If self driving over the road trucking happens (and that's sort of inevitable), politicians seem to legitimately believe it will collapse our economy. It seems like all self-driving anything gets lumped in with that.



I suspect this is why the road trucking divisions have been deprioritized at companies such as Waymo. The truck-drivers are better organized than the cabbies+ridesharing drivers, so even if highway driving is technically easier it is politically less feasible. I suppose it could just be that intrastate trucking is too small of an opportunity and interstate trucking obviously requires lobbying in multiple contiguous states.


Considering that the most popular job in the USA is "truck driver", they might have some clue about what the damage might be. Eventually they can retrain, but we are going to be throwing a whole generation out of work without a very good alternative.



I think it depends on how you cluster job categories. If you make a giant retail job category, then of course it will be the largest. From the article:

> The Bureau of Labor Statistics has a system, but it’s a bit arbitrary. The BLS classification system attempts to group together workers who have similar duties and skills, but it’s as much art as it is science.

> For instance, the BLS sorts 7 million teachers into more than 80 separate occupations. (Special-ed teachers in elementary schools have a different occupation than special-ed teachers in preschools, middle schools or high schools, for instance.) But all 4 million retail salespersons are lumped into one large category, whether they sell lumber or lingerie.
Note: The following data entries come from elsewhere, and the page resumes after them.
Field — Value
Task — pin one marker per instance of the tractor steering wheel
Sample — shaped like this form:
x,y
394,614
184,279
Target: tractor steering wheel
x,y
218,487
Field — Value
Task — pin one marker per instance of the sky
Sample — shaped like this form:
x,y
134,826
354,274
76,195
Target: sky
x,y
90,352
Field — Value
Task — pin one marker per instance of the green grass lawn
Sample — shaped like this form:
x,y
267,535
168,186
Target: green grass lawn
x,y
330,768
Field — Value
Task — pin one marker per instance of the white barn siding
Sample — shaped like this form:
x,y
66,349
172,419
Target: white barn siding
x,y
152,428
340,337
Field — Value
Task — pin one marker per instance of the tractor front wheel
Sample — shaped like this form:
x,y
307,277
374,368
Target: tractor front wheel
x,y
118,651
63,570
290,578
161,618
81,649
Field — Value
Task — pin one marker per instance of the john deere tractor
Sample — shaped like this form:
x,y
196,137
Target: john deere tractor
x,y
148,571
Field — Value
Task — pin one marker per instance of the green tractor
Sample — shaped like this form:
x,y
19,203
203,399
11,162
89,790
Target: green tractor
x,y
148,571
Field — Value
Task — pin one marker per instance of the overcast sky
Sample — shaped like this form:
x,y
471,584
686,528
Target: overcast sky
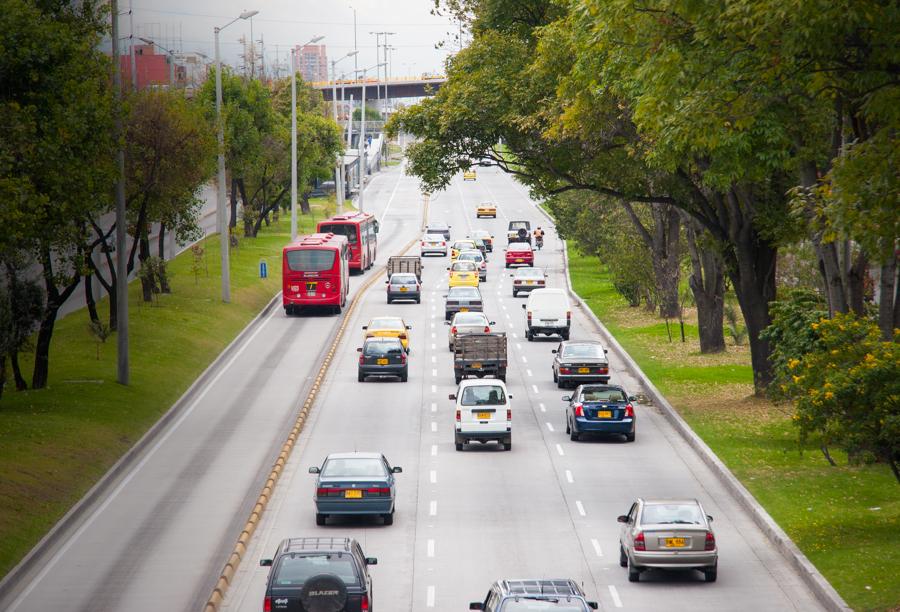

> That’s where NPR was led astray. NPR looked at a data set that aggregated various kinds of truck drivers into a single category but that didn’t aggregate other occupations in the same way. The sorting was inconsistent, so the comparison isn’t a legitimate one, and it makes us think that truck driving is the most common occupation in many states.

On some of these surveys, I've seen Computer Programmer come up as the most common job in my state, which is definitely not true :).